Secretary of State Madison presided over one of the most significant diplomatic negotiations in US history—the Louisiana Purchase. The French dictator, Napoleon Bonaparte, had recently acquired the territory from Spain, and Madison feared that the powerful French would make dangerous neighbors. Soon after the acquisition, however, Napoleon abandoned his hope of recreating a French empire in the Americas. He sold the territory to the United States for $15 million in 1803. Having doubled the size of the United States through diplomacy rather than war, Madison and Jefferson believed that the purchase vindicated their governing philosophy.

The war in Europe made Madison’s position precarious. France and Britain tried to destroy each other’s economy, harming the trade of neutral nations such as the United States. Madison complained about both nations but considered Britain the greater offender due to impressment—the practice of stopping US ships to conscript British sailors into the Royal Navy. Madison considered the practice a violation of US sovereignty, especially because press gangs often conscripted US citizens based on thin evidence that they were British subjects.

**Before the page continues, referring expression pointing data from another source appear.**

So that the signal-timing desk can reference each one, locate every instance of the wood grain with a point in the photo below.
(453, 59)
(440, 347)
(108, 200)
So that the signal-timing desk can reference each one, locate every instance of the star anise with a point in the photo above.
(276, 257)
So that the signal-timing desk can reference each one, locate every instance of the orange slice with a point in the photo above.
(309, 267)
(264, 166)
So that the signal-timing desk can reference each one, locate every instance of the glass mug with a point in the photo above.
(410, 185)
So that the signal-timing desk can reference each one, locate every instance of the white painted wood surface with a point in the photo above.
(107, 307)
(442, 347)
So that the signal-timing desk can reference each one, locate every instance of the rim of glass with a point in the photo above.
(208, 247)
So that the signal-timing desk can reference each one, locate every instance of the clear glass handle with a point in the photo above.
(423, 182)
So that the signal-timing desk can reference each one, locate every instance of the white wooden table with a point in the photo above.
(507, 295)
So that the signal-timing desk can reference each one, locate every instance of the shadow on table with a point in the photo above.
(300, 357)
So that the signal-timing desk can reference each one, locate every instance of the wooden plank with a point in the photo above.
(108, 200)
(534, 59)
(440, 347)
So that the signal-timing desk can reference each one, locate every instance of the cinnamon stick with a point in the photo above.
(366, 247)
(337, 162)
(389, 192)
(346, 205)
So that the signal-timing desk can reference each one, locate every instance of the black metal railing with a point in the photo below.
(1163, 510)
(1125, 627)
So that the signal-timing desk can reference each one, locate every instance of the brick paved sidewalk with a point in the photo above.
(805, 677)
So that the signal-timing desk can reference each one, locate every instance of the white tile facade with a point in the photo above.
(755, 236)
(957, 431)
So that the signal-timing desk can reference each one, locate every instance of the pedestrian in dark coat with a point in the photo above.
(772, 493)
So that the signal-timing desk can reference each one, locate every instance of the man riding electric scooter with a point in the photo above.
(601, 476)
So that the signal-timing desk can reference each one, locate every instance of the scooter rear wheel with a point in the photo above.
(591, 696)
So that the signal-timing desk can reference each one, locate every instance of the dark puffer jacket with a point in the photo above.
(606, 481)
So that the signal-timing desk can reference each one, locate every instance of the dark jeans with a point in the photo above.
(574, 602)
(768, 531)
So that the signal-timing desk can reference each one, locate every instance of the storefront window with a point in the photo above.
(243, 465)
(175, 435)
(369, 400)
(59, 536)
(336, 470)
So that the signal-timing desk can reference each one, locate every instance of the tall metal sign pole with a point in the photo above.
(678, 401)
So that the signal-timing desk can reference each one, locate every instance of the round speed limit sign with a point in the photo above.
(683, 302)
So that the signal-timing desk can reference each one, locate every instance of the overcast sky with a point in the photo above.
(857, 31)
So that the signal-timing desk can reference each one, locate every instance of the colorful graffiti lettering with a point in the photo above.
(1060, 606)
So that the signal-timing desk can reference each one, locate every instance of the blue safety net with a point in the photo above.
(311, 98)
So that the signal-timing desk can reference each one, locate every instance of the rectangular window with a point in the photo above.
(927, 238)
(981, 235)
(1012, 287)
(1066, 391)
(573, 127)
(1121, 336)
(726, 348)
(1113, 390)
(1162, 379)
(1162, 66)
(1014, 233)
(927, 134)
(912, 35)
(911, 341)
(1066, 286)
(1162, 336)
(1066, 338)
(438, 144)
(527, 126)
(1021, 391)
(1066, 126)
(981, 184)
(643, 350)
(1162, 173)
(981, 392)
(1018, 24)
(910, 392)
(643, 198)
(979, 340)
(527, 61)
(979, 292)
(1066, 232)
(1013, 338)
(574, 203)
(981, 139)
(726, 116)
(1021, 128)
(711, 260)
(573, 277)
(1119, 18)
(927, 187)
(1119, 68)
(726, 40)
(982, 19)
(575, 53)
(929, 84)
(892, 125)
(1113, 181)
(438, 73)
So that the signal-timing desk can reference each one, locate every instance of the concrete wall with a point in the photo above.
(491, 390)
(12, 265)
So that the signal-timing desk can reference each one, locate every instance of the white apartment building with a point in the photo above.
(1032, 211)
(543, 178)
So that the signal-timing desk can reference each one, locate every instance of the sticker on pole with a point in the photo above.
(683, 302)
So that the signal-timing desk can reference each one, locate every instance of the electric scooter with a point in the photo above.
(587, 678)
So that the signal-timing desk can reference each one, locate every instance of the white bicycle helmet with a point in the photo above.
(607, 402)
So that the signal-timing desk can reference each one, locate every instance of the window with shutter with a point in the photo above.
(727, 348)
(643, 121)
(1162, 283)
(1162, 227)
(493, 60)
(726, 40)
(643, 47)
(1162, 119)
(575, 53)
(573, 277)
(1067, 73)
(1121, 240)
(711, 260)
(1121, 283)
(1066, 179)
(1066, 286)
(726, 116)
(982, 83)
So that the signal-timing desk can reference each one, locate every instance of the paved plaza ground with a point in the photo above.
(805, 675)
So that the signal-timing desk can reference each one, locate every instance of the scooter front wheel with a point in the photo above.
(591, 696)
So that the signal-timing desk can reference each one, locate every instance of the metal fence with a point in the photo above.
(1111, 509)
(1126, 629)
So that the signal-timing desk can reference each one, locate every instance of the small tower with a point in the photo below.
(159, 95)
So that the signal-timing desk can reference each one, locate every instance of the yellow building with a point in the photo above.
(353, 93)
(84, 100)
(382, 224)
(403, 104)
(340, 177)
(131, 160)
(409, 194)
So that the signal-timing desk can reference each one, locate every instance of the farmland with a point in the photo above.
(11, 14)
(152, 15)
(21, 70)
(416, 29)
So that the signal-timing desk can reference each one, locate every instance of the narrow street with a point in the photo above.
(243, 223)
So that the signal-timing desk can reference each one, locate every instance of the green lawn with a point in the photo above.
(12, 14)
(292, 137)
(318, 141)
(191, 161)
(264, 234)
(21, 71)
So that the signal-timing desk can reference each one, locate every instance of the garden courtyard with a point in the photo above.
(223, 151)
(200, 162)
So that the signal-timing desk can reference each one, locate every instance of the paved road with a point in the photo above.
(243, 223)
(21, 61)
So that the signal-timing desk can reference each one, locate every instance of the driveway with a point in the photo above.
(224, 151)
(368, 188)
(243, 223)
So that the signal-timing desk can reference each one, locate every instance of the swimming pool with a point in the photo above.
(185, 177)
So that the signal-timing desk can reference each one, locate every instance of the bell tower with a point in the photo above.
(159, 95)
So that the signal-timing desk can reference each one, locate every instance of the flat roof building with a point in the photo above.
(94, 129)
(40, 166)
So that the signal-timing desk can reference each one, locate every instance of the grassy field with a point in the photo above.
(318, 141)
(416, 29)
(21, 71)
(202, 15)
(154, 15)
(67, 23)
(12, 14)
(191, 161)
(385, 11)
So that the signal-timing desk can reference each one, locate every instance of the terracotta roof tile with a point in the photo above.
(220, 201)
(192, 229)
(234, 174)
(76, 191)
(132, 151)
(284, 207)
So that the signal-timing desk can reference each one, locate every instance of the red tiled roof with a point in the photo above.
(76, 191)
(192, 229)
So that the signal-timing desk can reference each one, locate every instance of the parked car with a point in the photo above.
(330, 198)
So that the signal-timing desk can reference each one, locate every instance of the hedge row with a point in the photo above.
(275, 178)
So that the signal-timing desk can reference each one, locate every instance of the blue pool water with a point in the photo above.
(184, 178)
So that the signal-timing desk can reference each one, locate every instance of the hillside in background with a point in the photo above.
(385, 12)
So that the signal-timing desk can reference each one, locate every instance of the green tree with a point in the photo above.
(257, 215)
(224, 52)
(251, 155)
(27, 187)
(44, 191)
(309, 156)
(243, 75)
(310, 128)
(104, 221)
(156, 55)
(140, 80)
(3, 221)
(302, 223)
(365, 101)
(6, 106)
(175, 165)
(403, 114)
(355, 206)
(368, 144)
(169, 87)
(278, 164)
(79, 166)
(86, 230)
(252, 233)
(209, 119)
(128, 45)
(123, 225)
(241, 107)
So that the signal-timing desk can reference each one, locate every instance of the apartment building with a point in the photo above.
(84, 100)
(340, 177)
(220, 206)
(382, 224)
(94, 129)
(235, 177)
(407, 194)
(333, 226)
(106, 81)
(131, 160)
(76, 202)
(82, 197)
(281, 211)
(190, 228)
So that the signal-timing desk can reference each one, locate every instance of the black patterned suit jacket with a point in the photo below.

To force the European powers to respect US neutrality and sovereignty, Madison championed the Embargo Act of 1807, a blanket prohibition on foreign trade. Madison believed the measure would harm the European economy and compel the belligerents to honor US neutrality. Roundly considered one of the worst policy blunders in US history, the Embargo hurt the US economy far more than economies in Europe and only succeeded in infuriating Madison’s Federalist critics during the election of 1808. Indeed, some British agents hoped the embargo would continue long enough to keep Madison out of the presidency and favor the more British-friendly Federalists. Though such hopes went unfulfilled, the unpopular policy did complicate Madison’s presidential aspirations in 1808.